Thursday, June 12th: London-Llanwern
To Paddington to catch the 1.15 to Newport. There is a long wait, blamed first on signal failure, then, with what sounded like a stroke of inspiration
from a tired guard, on a bomb scare. But it enables me to complete the ‘Robin Hood’ rewrites, losing the ‘Future’ sequence.
Finally arrive at the Gateway Hotel, Llanwern, at about four o’clock. Various members of
Time Bandits
crew are surfacing after the second of their week of night shoots at nearby Raglan Castle. Last night a lady on stilts ‘lost her bottle’, as Ian Holm put it, but the crew seem to be in good spirits.
TG and I discuss the rewrites. Then I go to my room and watch some of the England v Belgium match – some promising football and one of the great international goals by Wilkins, then fighting on the terraces and the Italian police react fiercely with riot police and tear gas.
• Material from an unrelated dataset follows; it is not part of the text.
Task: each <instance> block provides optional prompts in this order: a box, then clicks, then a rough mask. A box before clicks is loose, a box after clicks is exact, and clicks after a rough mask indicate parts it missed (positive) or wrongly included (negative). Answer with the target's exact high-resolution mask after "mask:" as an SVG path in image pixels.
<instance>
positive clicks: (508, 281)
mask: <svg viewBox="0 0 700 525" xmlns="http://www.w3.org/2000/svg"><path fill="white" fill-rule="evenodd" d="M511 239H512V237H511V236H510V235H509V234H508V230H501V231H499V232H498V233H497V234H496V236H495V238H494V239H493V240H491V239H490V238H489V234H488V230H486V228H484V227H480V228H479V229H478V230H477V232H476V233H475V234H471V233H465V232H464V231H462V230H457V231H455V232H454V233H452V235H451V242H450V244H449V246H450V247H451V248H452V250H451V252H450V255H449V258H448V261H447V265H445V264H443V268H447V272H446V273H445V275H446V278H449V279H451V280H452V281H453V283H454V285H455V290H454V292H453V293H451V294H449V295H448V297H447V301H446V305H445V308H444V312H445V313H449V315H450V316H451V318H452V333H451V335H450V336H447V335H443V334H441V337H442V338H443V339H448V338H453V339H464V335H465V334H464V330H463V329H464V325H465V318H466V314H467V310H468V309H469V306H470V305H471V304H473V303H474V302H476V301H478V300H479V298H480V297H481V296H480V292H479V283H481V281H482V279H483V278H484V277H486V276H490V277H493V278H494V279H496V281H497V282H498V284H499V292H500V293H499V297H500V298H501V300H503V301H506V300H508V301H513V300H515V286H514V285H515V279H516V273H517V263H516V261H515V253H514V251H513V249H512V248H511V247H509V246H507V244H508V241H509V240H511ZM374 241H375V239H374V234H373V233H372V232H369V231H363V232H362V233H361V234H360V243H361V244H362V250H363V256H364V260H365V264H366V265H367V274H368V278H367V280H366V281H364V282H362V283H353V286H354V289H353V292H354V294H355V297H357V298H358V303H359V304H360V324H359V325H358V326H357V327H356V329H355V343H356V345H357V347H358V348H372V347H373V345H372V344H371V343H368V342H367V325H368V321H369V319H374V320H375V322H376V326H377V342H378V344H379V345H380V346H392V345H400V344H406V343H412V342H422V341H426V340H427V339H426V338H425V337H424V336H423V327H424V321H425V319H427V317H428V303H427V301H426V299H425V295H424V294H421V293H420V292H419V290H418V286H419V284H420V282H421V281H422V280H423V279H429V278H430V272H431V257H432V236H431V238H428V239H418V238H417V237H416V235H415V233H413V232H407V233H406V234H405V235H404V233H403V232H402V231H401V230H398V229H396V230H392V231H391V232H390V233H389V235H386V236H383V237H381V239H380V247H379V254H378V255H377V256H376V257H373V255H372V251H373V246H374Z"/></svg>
TG’s fictional recreation of the sack of Castiglione is not unlike the actual scenes I’ve just witnessed on the terraces in Turin. Both take place in North Italy and in each smoke is drifting everywhere and bodies are falling. But TG’s pictures are much more impressive and I’m tantalised by the brief amount I’ve seen of this strange film that is slowly and painstakingly taking shape in the rain at a nearby castle.
Tuesday, June 24th
Midsummer’s Day. And, as it turns out, the first day in the last three weeks when it hasn’t rained on the
Time Bandits
.
Out in the mosquito-ridden beauty of the Epping Forest, with the pollarded trees striking wonderfully Gilliamesque poses, with lumps and gnarls and strange growths, Shelley [Duvall who’s playing Pansy, one of the star-crossed lovers] and I and the mammoth unit enjoy a dry day. Not 20 miles away, there were fierce storms with hailstones scattering the players at Wimbledon and Lord’s.
Wednesday, June 25th
After more shots with the dwarves passing us, Shelley and I get on to the rain sequences. I can’t complain. I wrote the dreaded word ‘rain’, and here it is in all its dispiriting glory, courtesy of the Essex Fire Brigade, Not a terribly good take and the next 40 minutes are spent under a hair-dryer, preparing my wig for a re-take. But then it’s lunch and I have to go to the pub with a plastic bag over my head.